Endocrine Abstracts

Background: Spinal Epidural Lipomatosis (SEL) is an excessive fat deposition in the spinal canal which can lead to compression of nervous structures. SEL is a rare but recognised side effect of exogenous steroid excess. There are only six previously reported cases of SEL associated with endogenous steroid excess in the available literature. We present a case of SEL, caused by Cushing’s disease, that presented in the immediate post-operative period.

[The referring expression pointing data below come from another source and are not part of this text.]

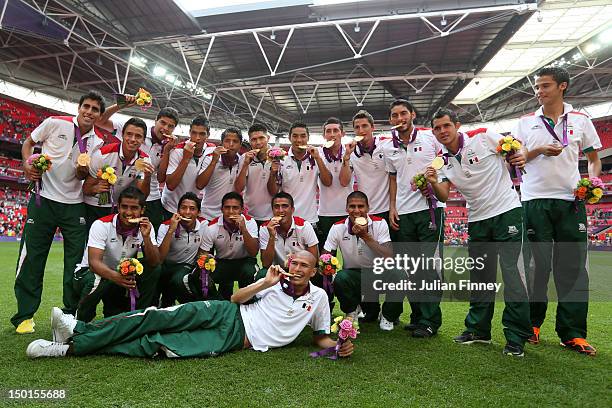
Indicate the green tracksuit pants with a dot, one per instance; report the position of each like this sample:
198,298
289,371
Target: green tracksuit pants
38,233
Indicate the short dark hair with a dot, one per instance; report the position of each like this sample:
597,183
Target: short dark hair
363,114
94,96
559,75
296,125
133,192
257,127
232,195
168,112
200,120
333,121
440,113
190,196
359,195
233,130
403,102
135,122
282,194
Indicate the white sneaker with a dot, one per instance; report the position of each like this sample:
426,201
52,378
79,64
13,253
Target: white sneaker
385,324
45,348
353,315
62,325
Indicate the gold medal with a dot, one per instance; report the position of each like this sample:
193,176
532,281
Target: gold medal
437,163
83,160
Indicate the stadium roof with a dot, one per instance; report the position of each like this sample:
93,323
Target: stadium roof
276,62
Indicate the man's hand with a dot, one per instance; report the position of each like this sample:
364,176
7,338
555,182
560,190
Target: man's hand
394,219
550,150
517,159
174,221
145,227
273,275
31,173
188,150
128,282
219,151
346,349
272,225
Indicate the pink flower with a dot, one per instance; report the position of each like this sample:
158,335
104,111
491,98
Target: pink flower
326,258
346,324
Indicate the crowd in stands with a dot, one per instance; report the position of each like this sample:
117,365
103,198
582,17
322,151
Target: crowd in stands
17,120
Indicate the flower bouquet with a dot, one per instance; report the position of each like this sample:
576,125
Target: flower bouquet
590,190
419,182
507,146
42,163
131,267
107,173
328,266
207,264
346,328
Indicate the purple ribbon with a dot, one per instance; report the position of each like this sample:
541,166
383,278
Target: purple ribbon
551,130
330,352
79,137
360,148
432,202
133,296
397,141
330,157
328,285
204,282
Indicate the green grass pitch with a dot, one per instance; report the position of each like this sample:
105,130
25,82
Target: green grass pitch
388,368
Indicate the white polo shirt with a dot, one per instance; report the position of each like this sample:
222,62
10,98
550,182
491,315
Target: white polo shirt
371,176
332,199
221,182
406,162
275,319
482,177
227,245
256,196
355,252
127,174
58,139
302,185
154,150
170,198
103,235
555,176
301,236
184,248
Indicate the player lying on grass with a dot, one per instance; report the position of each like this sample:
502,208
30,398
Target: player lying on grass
269,313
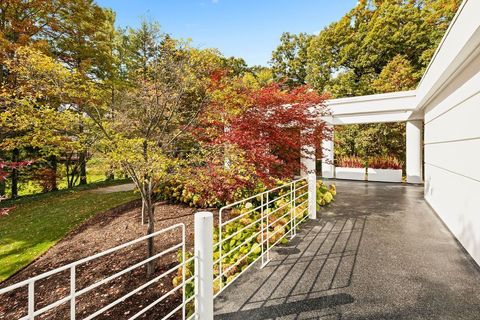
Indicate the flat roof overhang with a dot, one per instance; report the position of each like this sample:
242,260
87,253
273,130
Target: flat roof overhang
459,46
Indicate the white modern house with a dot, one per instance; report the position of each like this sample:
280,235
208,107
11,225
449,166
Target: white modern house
313,278
443,124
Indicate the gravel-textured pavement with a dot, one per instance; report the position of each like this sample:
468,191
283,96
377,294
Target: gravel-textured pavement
379,252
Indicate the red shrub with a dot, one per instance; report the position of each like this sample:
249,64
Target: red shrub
351,162
387,162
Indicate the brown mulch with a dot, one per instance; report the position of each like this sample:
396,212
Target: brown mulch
100,233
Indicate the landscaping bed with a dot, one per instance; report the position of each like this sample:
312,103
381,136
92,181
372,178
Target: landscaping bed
102,232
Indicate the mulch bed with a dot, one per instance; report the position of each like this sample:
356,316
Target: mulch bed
100,233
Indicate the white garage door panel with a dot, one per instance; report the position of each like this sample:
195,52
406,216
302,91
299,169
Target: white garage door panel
462,157
463,86
461,122
456,200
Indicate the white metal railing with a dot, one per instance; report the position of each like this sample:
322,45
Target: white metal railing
75,292
271,216
264,215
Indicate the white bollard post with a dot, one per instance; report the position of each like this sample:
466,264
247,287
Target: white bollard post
204,265
308,161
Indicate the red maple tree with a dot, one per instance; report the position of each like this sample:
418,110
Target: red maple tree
269,124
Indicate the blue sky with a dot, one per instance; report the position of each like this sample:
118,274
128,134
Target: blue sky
249,29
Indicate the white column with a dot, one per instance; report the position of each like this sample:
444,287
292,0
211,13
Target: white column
414,151
307,159
328,169
204,265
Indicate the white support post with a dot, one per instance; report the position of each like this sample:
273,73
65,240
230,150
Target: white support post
328,169
204,265
414,151
307,159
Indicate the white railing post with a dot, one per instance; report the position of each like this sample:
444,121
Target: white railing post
312,195
308,171
204,265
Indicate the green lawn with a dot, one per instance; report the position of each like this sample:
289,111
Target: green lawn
40,221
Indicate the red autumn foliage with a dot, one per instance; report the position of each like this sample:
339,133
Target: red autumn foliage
5,167
265,123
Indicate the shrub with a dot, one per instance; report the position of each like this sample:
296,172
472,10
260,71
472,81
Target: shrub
387,162
351,162
245,235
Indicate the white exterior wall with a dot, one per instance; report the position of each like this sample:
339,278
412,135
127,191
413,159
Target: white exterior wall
452,156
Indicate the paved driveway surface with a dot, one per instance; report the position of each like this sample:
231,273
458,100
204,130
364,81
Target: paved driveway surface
379,252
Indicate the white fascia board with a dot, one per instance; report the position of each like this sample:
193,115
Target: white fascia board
386,107
459,45
383,117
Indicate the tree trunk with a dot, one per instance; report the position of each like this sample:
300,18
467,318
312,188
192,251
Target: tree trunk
15,156
54,165
149,208
83,167
2,188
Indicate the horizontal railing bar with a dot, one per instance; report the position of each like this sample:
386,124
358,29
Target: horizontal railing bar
239,246
226,286
277,198
277,209
238,231
143,286
262,193
240,216
87,259
116,275
286,214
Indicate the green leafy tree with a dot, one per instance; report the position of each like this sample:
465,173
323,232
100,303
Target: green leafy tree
289,60
378,47
165,91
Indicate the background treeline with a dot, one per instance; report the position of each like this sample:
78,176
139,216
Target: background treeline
73,86
379,46
39,39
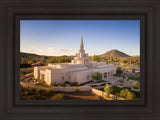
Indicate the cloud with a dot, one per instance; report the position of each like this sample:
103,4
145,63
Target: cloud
51,51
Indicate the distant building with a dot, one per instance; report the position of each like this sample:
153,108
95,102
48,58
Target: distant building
79,70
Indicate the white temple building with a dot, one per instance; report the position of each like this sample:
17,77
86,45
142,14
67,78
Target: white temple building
80,70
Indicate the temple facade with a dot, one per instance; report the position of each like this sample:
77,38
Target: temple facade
80,70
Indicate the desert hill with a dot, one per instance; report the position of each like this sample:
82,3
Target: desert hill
114,53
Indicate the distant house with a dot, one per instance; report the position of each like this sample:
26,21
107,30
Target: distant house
79,70
37,64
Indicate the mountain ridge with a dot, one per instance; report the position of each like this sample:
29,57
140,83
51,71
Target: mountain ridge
114,53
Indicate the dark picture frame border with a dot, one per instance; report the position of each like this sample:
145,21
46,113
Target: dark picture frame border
12,108
78,102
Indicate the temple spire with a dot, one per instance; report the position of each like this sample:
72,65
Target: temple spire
81,45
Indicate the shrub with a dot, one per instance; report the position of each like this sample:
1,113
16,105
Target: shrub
74,84
108,89
63,84
32,89
119,71
130,96
97,76
77,90
135,84
127,94
58,96
121,81
50,91
85,82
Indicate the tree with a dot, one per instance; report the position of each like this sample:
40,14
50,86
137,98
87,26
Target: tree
97,76
108,89
133,70
95,58
130,96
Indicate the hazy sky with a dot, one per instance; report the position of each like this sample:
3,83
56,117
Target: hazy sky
62,37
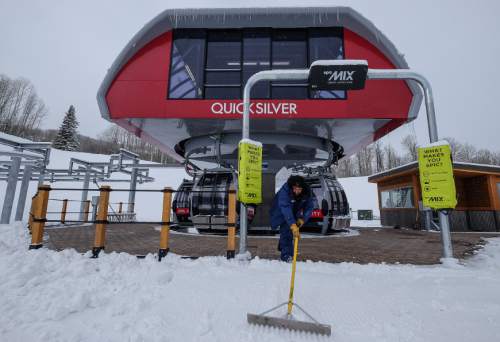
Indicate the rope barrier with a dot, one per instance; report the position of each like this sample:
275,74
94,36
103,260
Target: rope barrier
170,223
67,212
62,200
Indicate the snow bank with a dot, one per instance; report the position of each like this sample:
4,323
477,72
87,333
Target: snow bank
65,296
361,194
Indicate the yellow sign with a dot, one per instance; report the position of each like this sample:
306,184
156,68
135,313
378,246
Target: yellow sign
250,171
436,177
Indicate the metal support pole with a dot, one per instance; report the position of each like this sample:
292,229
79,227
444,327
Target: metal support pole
41,176
83,199
433,134
23,192
95,204
63,211
266,75
231,220
86,211
10,191
165,227
133,186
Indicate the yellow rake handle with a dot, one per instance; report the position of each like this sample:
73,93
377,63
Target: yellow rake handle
294,262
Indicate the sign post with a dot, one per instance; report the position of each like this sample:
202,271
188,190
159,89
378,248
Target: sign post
436,176
250,172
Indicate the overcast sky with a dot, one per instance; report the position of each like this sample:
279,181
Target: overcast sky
65,47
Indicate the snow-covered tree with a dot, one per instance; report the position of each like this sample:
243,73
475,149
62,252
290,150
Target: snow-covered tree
67,137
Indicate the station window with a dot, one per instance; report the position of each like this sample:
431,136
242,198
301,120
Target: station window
215,64
187,65
397,198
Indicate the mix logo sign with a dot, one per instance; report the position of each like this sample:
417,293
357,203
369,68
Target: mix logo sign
340,75
436,177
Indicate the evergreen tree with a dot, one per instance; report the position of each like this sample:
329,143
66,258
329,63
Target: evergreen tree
67,137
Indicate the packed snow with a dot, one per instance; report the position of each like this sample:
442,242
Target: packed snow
65,296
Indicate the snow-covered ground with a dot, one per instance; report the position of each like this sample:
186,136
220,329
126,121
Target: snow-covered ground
66,296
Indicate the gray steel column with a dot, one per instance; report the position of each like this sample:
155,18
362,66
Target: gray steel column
10,191
23,192
133,186
444,222
86,184
41,177
266,75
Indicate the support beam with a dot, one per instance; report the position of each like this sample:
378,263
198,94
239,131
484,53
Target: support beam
133,186
23,192
86,183
10,191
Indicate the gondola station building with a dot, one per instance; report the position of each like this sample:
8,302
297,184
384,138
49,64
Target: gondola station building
477,189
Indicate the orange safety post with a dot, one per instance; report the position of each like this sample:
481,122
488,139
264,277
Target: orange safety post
165,226
231,219
63,211
39,216
86,211
34,200
102,219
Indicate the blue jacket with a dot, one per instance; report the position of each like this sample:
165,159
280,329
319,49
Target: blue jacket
286,210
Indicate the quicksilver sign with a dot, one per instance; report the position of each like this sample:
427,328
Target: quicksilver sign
338,75
260,108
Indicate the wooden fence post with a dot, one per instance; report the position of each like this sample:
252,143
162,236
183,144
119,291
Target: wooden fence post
165,227
34,201
102,219
86,211
231,219
39,216
63,211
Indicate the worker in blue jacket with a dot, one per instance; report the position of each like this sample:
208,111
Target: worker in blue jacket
292,207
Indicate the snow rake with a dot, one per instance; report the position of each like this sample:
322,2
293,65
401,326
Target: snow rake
288,321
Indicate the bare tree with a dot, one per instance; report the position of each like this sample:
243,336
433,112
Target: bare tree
21,110
378,152
410,146
363,160
392,158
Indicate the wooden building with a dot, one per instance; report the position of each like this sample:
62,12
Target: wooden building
478,196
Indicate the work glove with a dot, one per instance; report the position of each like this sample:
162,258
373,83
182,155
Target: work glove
295,230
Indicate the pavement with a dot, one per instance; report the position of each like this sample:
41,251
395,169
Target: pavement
360,245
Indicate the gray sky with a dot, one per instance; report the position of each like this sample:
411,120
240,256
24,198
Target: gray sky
65,48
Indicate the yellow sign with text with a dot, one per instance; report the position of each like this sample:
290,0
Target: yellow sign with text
436,177
250,172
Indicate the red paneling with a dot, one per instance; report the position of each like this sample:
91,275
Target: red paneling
140,90
379,96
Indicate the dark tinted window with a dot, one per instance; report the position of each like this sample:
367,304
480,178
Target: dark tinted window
289,52
215,64
187,64
223,70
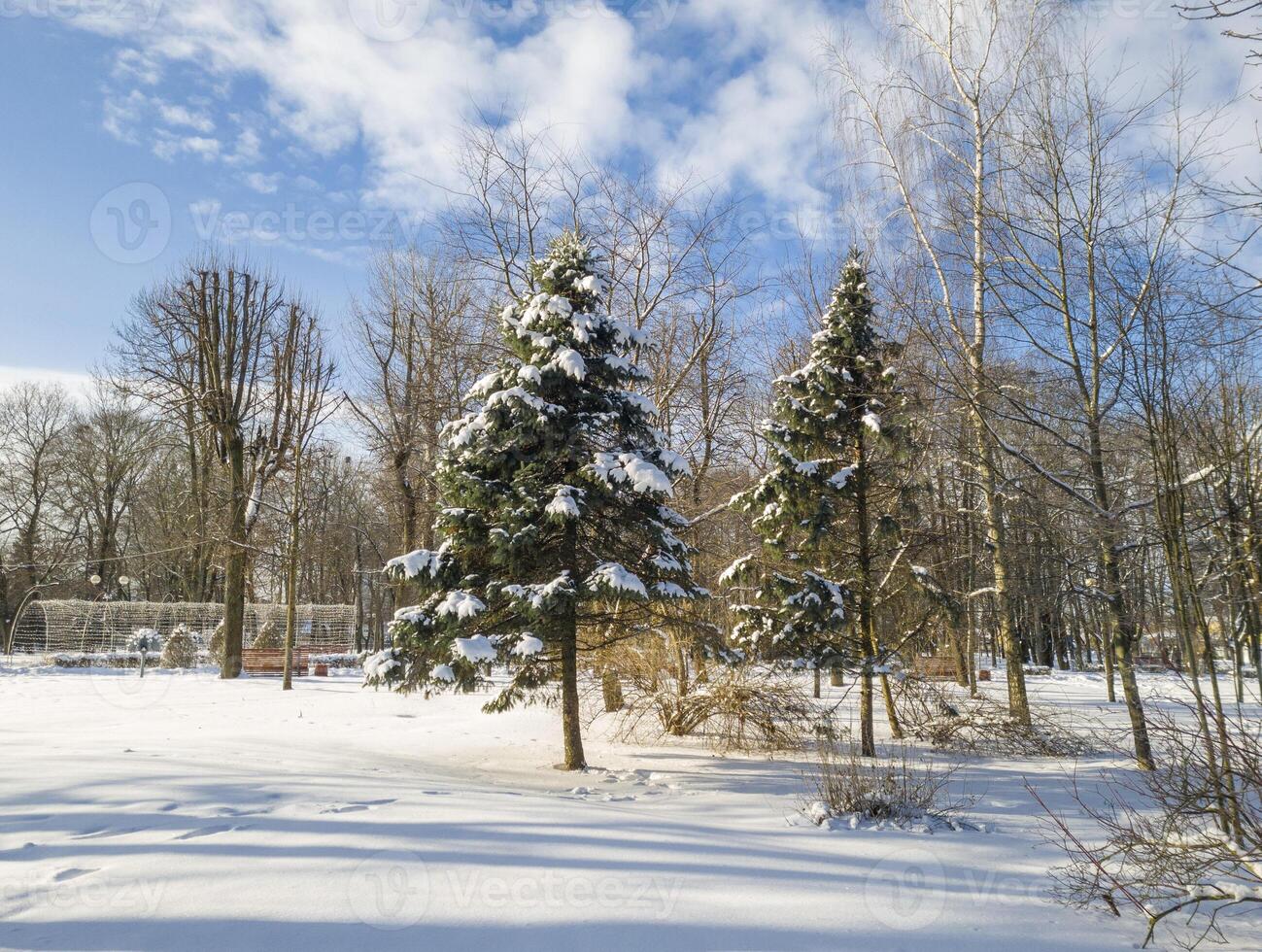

Case: A 17-year old man presented with increasing stretch marks for 1 year, two stone weight gain within 6 months, lower limb weakness, poor mobility, pedal oedema and loss in height. He had a history of bronchial asthma, which was well controlled with beclomethasone inhaler. On examination, he displayed typical Cushingnoid features such as facial plethora, widespread striae covering torso and limbs and proximal myopathy. He was obese and hypertensive. Investigation showed that he had hypokalemia, low testosterone and low gonadotrophins levels. His 24 hour urinary free cortisol was 4411 nmol/l, serum cortisol (overnight dexamethasone suppression test) 696 nmol/l and ACTH 146 ng/l, confirming he had ACTH dependent Cushing’s disease. Initial MRI failed to reveal pituitary adenoma. He was then commenced on metyrapone and dexamethasone block and replacement therapy. Subsequent SPGR MRI confirmed 5 mm pituitary microadenoma. IPSS also confirmed that pituitary was the source of excess ACTH secretion. On day 1 post-transphenoidal surgery, he became paraplegic with increased tone, power 2/5 and reduced sensation from T2 level. MRI spine showed increased fat deposition in spinal canal from T2 to T9. A conservative approach for spinal epidural lipomatosis (SEL) was adopted. He was transferred to a rehabilitation facility and has gradually regained his mobility. This case illustrates a rare but serious complication of endogenous steroid excess and an additional cause of leg weakness in Cushing’s patients.